Women & Strength

Did you know that in a race men are more likely than women to receive a DNF (did not finish)?

Women don’t easily give up, give them a task and they will see it through to the end; that is the true strength of the female.

Perhaps one of the reasons women are often more likely to complete an event than a man is because they generally prepare better, or they are more conservative and realistic which plays out in the planning pre event (I’m just theorising here). One thing that we all know is that when the going gets tough women keep going.

Men are often believed to be the stronger sex, but it depends on what we believe strength is. When the races get longer, the time between male winners and female winners shrinks, Ultramarathons are not uncommonly won by women as women thrive during endurance events.

So let’s look at some of the science - Men have more fast twitch muscle fibres while women have more slow twitch fibres in their muscle tissue. Fast twitch fibres are great for explosive movements and speed whilst slow twitch are better for endurance. The female body is different to a males. So both sexes are strong, in different ways.
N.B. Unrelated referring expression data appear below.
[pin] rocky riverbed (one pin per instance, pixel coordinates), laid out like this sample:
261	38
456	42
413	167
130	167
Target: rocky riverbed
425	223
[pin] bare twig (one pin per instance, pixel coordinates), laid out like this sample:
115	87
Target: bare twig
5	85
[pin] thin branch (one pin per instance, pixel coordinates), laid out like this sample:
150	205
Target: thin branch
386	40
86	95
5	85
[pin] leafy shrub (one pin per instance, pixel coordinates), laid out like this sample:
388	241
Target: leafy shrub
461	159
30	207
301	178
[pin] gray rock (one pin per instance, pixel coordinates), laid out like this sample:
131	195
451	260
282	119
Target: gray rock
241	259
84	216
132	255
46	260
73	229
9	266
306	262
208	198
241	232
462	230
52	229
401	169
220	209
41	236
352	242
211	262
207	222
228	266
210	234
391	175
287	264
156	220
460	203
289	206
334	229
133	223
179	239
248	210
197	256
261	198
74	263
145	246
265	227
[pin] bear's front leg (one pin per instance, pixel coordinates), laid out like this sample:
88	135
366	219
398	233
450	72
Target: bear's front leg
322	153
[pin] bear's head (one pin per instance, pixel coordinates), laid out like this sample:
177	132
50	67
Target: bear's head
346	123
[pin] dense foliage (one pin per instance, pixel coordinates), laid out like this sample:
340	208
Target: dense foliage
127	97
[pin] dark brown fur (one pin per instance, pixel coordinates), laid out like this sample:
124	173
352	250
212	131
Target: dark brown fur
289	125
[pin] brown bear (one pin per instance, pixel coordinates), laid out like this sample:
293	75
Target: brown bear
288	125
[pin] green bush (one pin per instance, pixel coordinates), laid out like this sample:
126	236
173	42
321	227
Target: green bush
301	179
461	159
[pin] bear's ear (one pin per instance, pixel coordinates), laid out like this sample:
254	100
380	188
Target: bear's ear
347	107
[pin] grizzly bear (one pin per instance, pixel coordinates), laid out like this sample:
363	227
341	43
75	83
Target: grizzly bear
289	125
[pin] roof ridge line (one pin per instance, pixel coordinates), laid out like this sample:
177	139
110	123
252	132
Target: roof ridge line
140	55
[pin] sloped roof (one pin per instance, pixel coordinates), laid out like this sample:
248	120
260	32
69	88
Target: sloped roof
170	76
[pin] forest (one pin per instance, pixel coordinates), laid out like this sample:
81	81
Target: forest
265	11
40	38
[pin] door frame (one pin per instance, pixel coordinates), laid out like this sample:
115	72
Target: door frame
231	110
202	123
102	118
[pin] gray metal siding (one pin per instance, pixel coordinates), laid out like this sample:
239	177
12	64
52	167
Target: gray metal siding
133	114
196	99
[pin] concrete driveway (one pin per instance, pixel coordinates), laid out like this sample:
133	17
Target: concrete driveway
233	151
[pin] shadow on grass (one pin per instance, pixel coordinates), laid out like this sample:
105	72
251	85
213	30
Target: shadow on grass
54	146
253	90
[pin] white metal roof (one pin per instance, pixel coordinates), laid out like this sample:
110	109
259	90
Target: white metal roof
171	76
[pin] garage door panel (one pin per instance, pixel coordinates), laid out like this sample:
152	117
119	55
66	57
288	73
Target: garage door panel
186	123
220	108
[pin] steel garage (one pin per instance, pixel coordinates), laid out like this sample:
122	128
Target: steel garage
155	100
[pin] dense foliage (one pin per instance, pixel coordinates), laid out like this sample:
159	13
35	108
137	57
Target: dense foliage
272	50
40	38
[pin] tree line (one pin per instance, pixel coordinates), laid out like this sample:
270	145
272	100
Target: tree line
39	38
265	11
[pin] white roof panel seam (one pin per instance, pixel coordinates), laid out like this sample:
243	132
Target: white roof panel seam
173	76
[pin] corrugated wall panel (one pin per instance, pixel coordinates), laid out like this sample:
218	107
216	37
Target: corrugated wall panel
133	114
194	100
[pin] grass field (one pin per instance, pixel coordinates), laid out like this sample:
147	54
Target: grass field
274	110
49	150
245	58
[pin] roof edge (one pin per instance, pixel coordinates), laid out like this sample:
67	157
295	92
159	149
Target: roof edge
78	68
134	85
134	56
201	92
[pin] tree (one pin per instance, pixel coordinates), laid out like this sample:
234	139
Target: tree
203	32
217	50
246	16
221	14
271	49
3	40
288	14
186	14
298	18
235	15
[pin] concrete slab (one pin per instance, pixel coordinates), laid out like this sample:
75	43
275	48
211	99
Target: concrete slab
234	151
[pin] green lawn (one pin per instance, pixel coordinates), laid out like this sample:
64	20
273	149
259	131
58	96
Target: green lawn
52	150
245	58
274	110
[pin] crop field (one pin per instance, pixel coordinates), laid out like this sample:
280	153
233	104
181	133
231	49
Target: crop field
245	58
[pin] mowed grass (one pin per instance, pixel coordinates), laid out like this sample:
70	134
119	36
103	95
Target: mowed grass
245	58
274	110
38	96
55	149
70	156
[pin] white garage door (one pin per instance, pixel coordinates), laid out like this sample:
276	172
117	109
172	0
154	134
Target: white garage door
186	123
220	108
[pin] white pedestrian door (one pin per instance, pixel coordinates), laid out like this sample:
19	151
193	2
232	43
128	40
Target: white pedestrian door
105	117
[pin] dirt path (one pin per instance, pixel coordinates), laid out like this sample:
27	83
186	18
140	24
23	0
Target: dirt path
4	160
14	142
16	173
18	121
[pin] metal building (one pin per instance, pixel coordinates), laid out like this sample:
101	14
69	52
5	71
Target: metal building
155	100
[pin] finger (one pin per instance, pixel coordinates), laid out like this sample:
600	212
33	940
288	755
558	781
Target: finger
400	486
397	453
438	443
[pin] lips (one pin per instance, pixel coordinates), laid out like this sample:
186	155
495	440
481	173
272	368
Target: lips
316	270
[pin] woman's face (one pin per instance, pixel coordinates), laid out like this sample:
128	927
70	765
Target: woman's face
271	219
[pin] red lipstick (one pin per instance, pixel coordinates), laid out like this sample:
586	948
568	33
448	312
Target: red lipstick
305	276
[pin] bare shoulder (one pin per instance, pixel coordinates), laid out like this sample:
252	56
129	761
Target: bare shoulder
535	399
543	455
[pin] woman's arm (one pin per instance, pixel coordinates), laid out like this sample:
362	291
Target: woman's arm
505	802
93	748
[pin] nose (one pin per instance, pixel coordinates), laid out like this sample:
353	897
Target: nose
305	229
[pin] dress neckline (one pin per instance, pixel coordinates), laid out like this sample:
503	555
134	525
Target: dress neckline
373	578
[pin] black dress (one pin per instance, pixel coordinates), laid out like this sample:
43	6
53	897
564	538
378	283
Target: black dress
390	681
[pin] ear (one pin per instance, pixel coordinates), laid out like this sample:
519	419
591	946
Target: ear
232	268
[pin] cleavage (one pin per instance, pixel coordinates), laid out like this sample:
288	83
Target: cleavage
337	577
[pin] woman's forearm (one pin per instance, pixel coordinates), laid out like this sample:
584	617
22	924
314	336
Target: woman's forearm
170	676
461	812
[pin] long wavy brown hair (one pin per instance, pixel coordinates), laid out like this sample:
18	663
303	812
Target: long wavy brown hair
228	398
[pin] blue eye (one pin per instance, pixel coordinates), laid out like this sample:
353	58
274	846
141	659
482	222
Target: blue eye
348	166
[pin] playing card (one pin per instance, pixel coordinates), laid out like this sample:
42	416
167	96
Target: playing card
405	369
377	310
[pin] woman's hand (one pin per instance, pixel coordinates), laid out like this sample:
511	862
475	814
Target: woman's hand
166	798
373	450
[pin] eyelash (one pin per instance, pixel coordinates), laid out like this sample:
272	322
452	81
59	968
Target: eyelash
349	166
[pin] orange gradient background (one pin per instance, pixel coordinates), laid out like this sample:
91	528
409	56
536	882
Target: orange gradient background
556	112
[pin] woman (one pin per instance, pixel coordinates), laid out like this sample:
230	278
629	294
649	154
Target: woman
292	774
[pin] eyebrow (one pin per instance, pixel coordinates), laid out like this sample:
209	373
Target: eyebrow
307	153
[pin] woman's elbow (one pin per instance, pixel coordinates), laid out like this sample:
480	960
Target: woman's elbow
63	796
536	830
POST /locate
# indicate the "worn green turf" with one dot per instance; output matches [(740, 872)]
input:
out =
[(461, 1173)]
When males and females of the same size are put head to head, there is actually surprisingly little difference in strength. Generally however men are bigger than women and thus have more muscle mass, making them stronger. Due to this stereotype, men are more likely to lift weights. This also can mean that some women feel they may be judged for training hard, lifting weights and building size, reinforcing the stereotype.
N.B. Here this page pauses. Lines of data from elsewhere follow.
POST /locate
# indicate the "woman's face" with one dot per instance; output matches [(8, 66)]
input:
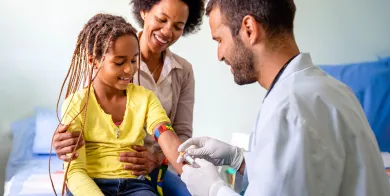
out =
[(164, 24)]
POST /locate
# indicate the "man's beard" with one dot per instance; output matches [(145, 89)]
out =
[(242, 63)]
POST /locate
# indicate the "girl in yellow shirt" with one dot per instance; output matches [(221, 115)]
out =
[(111, 113)]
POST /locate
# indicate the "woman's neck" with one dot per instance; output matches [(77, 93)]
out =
[(148, 56)]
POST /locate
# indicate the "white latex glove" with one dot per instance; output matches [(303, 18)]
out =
[(217, 152), (203, 181)]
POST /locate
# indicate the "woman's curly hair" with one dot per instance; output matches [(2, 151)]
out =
[(196, 9)]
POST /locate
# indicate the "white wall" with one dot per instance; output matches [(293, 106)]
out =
[(37, 39)]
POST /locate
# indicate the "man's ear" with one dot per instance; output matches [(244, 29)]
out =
[(250, 30)]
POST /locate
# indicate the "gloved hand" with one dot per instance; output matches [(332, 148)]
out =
[(217, 152), (203, 181)]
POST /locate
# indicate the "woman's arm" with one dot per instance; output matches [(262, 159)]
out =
[(182, 124)]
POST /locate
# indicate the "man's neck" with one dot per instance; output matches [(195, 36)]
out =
[(272, 62)]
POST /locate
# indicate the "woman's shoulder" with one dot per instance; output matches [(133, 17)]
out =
[(138, 90)]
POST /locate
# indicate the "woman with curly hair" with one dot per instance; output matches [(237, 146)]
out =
[(168, 75)]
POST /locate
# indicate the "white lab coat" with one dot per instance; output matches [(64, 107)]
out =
[(312, 138)]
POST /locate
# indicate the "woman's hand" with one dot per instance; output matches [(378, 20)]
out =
[(141, 162)]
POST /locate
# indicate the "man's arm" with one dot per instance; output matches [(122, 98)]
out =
[(242, 167), (291, 158)]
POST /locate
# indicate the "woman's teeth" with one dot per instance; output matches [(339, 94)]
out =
[(124, 78), (160, 39)]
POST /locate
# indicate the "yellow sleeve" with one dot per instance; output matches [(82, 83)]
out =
[(78, 181), (155, 113)]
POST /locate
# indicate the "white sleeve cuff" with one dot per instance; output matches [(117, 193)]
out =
[(226, 191)]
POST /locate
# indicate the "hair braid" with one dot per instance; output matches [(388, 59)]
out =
[(93, 43)]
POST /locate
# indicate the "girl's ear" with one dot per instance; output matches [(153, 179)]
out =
[(143, 14), (93, 62)]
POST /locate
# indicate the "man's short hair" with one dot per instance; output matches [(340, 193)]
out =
[(276, 16)]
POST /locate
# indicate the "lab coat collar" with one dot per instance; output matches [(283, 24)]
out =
[(300, 62)]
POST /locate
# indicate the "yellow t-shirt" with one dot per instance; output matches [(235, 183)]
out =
[(104, 141)]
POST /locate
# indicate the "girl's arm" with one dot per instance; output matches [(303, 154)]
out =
[(78, 181), (169, 142)]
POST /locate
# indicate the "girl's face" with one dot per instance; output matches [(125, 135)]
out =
[(120, 63), (164, 24)]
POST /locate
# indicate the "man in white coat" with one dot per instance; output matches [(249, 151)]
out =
[(311, 136)]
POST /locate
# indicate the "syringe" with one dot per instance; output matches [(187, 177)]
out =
[(189, 159)]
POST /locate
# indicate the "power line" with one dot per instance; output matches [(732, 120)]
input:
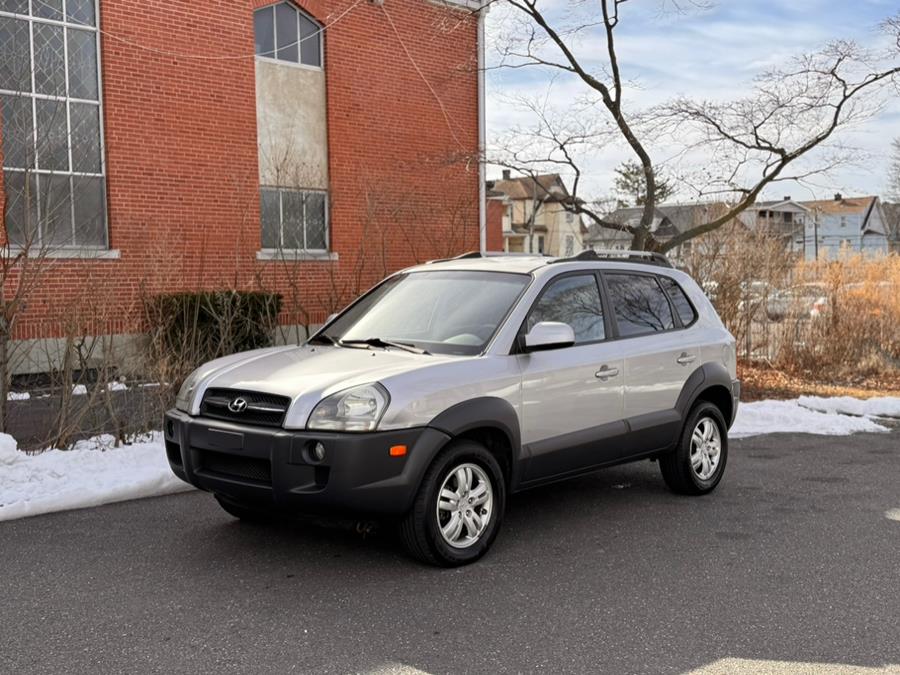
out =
[(424, 79), (200, 57)]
We love the breaking of a stereotype - especially when it’s done with science, experience and grace! We look to a few of our clients when we say this - Ella Martyn & Ali Robinson and their amazing careers as Body Sculptors. You can check them out on their instagram pages. They are all strength & beauty!!

Images: Strong Women - Ella Martyn & Ali Robinson WBFF Champions

Women, historically were not ones to lift weights and this sadly could be one avoidable reason that women are more likely to suffer from Osteopenia or Osteoporosis. There’s no need to hit the levels of Ella & Ali, but light weight work will provide the benefits needed to help with this degeneration.

Women’s muscle and bone density sees a dramatic decline as we age, and if we don’t have a good starting point, then we could be in trouble, women lose about 20% of our muscle force post menopause and women at the age of 60 have a similar bone density to men aged 80.

This doesn’t need to be the case, exercise, weights and resistance programmes can help women make sure they have sufficient muscle and bone strength, but we often shy away. Unfortunately 50% of all women say they are stopped from exercising by worrying what other people think.

Women can be just as strong as men, if not stronger, so don’t be afraid of what people think, pick up the weights, go for a long run, hit a Hiit class or do some hill walks and hikes. Come on, let's show the men how it’s done.